L’area interessata è una zona periferica di Sarno frequentata da escursionisti e da residenti in case sparse lungo la strada. Le prove fotografiche raccolte sul posto mostrano evidenti fessurazioni nella roccia madre, sintomo di una possibile instabilità geologica prolungata.
L’ordinanza del sindaco: obblighi e tempistiche
L’ordinanza n. 123/2024, firmata dal sindaco Giuseppe Canfora, stabilisce:
- chiusura immediata dell’area di via Vallone Monaco e di tutti i sentieri limitrofi, con transito vietato a pedoni, ciclisti e veicoli;
- obbligo per i proprietari delle aree private di eseguire, a propria cura e spese, «interventi urgenti di consolidamento e messa in sicurezza»;
- termine massimo di 15 giorni per la presentazione di un progetto definitivo di stabilità;
- istituzione di un tavolo tecnico permanente con Provincia, Regione Campania e Arpac per il monitoraggio costante.
Vigili del fuoco e geologi sul posto
I pompieri del distaccamento di Nocera Inferiore hanno posato transenne e rete di protezione perimetrale, mentre una squadra di geologi del Genio Civile della Campania ha avviato le prime analisi petrografiche. Entro 48 ore è previsto l’arrivo di un elicottero del Corpo Forestale per un rilevamento aereo 3D dell’intero costone.
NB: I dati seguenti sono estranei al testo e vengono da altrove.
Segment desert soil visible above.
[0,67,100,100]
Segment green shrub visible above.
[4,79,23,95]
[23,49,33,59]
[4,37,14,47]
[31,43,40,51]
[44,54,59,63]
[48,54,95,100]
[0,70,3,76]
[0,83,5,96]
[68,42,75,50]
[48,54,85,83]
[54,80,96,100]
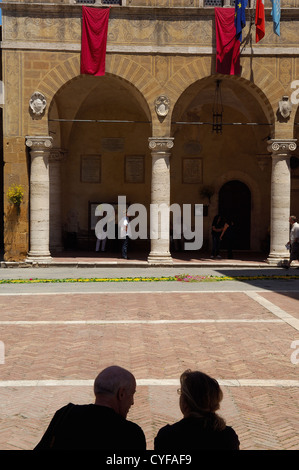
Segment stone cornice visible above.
[0,40,299,57]
[267,139,297,156]
[1,1,299,21]
[26,135,53,150]
[148,137,174,153]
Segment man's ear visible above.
[116,387,125,400]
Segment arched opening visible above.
[49,74,151,252]
[218,180,251,250]
[171,75,273,256]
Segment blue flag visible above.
[271,0,280,36]
[235,0,248,42]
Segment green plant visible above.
[7,184,24,207]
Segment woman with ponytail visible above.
[155,370,240,452]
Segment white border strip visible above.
[0,283,299,300]
[0,318,284,326]
[246,292,299,331]
[0,379,299,388]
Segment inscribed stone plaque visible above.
[183,158,202,184]
[102,137,124,152]
[125,155,144,183]
[81,155,101,183]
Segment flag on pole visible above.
[271,0,280,36]
[81,6,110,75]
[215,8,240,75]
[235,0,248,42]
[255,0,265,42]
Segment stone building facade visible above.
[2,0,299,264]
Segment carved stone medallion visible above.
[155,95,170,117]
[29,91,47,117]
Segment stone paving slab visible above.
[0,292,299,450]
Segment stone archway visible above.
[218,180,251,250]
[49,74,151,255]
[171,76,273,255]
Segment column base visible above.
[25,251,52,263]
[267,252,290,266]
[147,252,173,265]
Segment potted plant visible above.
[7,184,24,213]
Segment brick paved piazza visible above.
[0,270,299,450]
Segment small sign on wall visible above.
[182,158,202,184]
[125,155,144,183]
[81,155,101,183]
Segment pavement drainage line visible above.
[246,292,299,331]
[0,379,299,388]
[0,318,284,326]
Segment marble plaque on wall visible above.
[125,155,144,183]
[182,158,202,184]
[102,137,125,152]
[81,155,101,183]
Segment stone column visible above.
[268,139,297,265]
[26,136,52,263]
[49,149,66,253]
[148,137,173,264]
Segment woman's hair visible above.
[180,369,226,431]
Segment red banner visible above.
[215,8,240,75]
[81,6,110,75]
[255,0,265,42]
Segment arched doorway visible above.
[218,180,251,250]
[171,75,273,255]
[49,74,151,253]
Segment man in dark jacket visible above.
[34,366,146,451]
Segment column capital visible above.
[267,139,297,156]
[26,135,53,150]
[148,137,174,152]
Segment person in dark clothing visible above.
[154,370,240,452]
[220,219,235,259]
[211,214,224,258]
[34,366,146,451]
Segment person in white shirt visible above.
[119,213,131,259]
[284,215,299,269]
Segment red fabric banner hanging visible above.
[255,0,265,42]
[81,6,110,75]
[215,8,240,75]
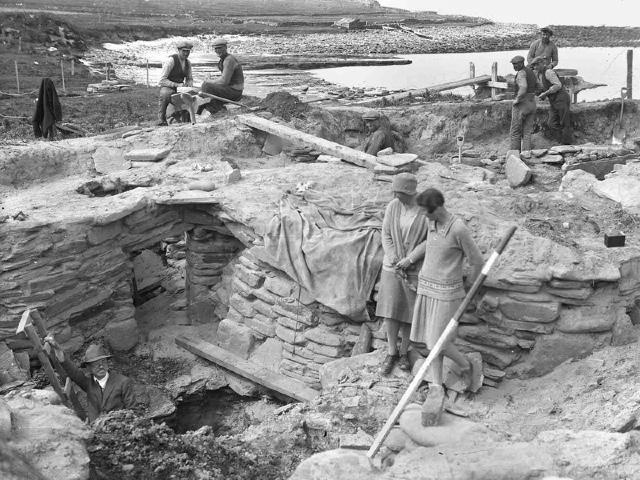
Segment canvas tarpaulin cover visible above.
[255,190,385,321]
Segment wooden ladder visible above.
[16,308,87,420]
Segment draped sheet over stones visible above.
[259,190,383,320]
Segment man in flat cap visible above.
[529,57,573,145]
[198,38,244,113]
[362,110,396,155]
[156,41,193,127]
[510,55,542,152]
[44,333,140,422]
[527,27,558,68]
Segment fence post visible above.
[60,60,67,93]
[491,62,498,100]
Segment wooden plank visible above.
[491,62,498,100]
[353,75,491,105]
[175,335,318,402]
[238,115,378,170]
[487,81,509,90]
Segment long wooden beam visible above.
[354,75,491,105]
[238,115,379,170]
[175,335,318,402]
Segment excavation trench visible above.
[0,96,640,480]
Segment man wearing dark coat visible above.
[45,334,139,422]
[156,42,193,127]
[32,78,62,140]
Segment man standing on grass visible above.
[197,38,244,114]
[156,41,193,127]
[527,27,558,68]
[510,55,542,152]
[529,57,573,145]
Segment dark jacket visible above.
[167,53,191,83]
[32,78,62,138]
[61,358,138,422]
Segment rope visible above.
[0,90,38,97]
[0,113,29,120]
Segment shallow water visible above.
[311,47,640,102]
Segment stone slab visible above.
[91,147,129,174]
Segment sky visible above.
[378,0,640,27]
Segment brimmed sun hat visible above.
[81,344,113,367]
[391,173,418,195]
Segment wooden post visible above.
[29,309,87,420]
[24,325,69,405]
[15,60,20,93]
[627,50,633,100]
[367,227,516,459]
[491,62,498,100]
[60,60,67,93]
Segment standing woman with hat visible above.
[198,38,244,113]
[44,333,138,422]
[156,41,193,127]
[527,27,558,68]
[411,188,483,386]
[376,173,428,375]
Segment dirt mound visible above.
[88,410,304,480]
[260,92,309,121]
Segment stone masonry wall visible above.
[0,204,192,352]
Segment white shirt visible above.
[93,372,109,390]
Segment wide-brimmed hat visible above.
[176,40,193,50]
[81,344,113,367]
[362,110,380,120]
[391,173,418,195]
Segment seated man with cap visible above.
[44,333,139,422]
[156,41,193,127]
[362,110,396,155]
[527,27,558,68]
[198,38,244,114]
[510,55,542,152]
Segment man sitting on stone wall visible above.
[527,27,558,68]
[197,38,244,114]
[44,333,139,422]
[362,110,396,155]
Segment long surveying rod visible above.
[367,226,517,459]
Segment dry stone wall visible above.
[0,204,192,351]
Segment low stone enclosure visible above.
[0,97,640,394]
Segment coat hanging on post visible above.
[32,78,62,140]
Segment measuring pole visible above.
[627,50,633,100]
[367,227,517,459]
[60,60,67,93]
[15,60,20,93]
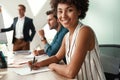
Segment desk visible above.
[0,54,75,80]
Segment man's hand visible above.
[33,49,45,56]
[28,61,40,70]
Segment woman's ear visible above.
[78,10,81,16]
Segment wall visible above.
[83,0,120,44]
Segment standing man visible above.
[0,4,36,51]
[34,10,68,59]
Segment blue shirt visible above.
[44,26,68,56]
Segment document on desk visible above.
[12,67,50,75]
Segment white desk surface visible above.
[0,52,75,80]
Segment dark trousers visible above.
[13,39,30,51]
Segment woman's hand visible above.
[28,61,40,70]
[33,50,39,56]
[48,63,56,71]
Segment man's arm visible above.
[30,20,36,41]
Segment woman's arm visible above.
[28,36,65,70]
[49,27,94,78]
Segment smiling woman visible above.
[29,0,106,80]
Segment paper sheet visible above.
[25,54,46,59]
[12,67,50,75]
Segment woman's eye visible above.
[68,9,73,12]
[57,11,62,14]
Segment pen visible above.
[31,56,35,71]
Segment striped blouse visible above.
[65,22,106,80]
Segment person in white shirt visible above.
[0,4,36,51]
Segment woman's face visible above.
[57,3,80,28]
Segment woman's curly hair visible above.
[50,0,89,19]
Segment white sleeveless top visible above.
[65,22,106,80]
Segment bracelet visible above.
[41,37,46,41]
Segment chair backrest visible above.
[0,51,7,68]
[99,44,120,74]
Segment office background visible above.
[0,0,120,49]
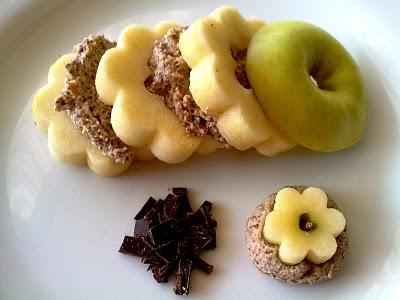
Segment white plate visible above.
[0,0,400,299]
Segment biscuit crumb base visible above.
[245,186,348,284]
[55,35,132,163]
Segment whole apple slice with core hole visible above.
[246,21,367,152]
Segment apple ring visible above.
[179,6,294,155]
[246,21,367,152]
[96,22,219,164]
[32,54,132,176]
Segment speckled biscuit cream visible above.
[179,6,294,156]
[96,22,219,163]
[245,186,348,284]
[32,54,132,176]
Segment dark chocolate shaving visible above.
[119,188,217,295]
[174,257,193,295]
[135,197,157,220]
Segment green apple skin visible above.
[246,21,367,152]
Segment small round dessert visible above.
[245,186,348,284]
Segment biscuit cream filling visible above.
[262,187,346,265]
[55,35,132,163]
[144,27,230,147]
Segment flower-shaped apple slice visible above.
[263,187,346,265]
[96,22,219,163]
[32,54,132,176]
[179,6,294,155]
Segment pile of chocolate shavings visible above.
[119,188,217,295]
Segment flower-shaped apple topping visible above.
[32,54,136,176]
[263,187,346,265]
[96,22,219,163]
[179,6,294,155]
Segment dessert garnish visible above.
[245,186,348,284]
[119,188,217,295]
[263,187,346,265]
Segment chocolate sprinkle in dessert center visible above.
[144,27,229,148]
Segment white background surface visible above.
[0,0,400,299]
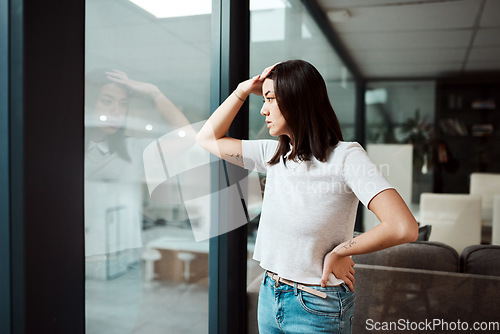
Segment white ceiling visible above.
[318,0,500,79]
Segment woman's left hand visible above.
[321,250,354,291]
[106,70,160,98]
Il contesto: cave dismesse e rischio idrogeologico
La cava di via Vallone Monaco è chiusa dal 2008, anno in cui l’allora gestore rinunciò all’estrazione di inerti. Negli anni la rinaturalizzazione superficiale ha favorito la crescita di vegetazione spontanea, ma le pareti interne rimangono scoperte e sottoposte a infiltrazioni meteoriche. Secondo l’ultimo rapporto Ispra sul dissesto idrogeologico, Sarno si trova in una zona classificata a «alta pericolosità» per frane e colate detritiche.
Reazioni politiche e cittadini
Il consigliere regionale Antonio Valiante (Pd) ha chiesto «un finanziamento straordinario per la messa in sicurezza dell’intera fascia montana», mentre il presidente della Provincia Franco Alfieri ha annunciato un «nuovo piano di prevenzione primaverile che coinvolgerà tutti i 32 Comuni del Salernitano».
Tra i residenti serpeggia una certa preoccupazione. «Abbiamo sempre saputo che il costone era pericoloso, ma non pensavamo potesse crollare così all’improvviso» racconta Maria Esposito, abitante a 200 metri dalla zona interdetta.
Cosa succede ora: prossime tappe
- Monitoraggio 24 ore su 24 con droni e sensori di inclinazione.
- Redazione del progetto di definitiva bonifica entro il 12 luglio 2024.
- Convocazione pubblica in Municipio per illustrare i lavori ai cittadini (17 luglio).
- Apertura graduale percorsi solo dopo certificazione di stabilità statica.
Mentre si attendono gli esiti definitivi dei rilievi, il Comune di Sarno ricorda che è «severamente vietato avvicinarsi ai confini della cava». Chiunque trasgredisca l’ordinanza sarà punito con sanzioni fino a 500 euro.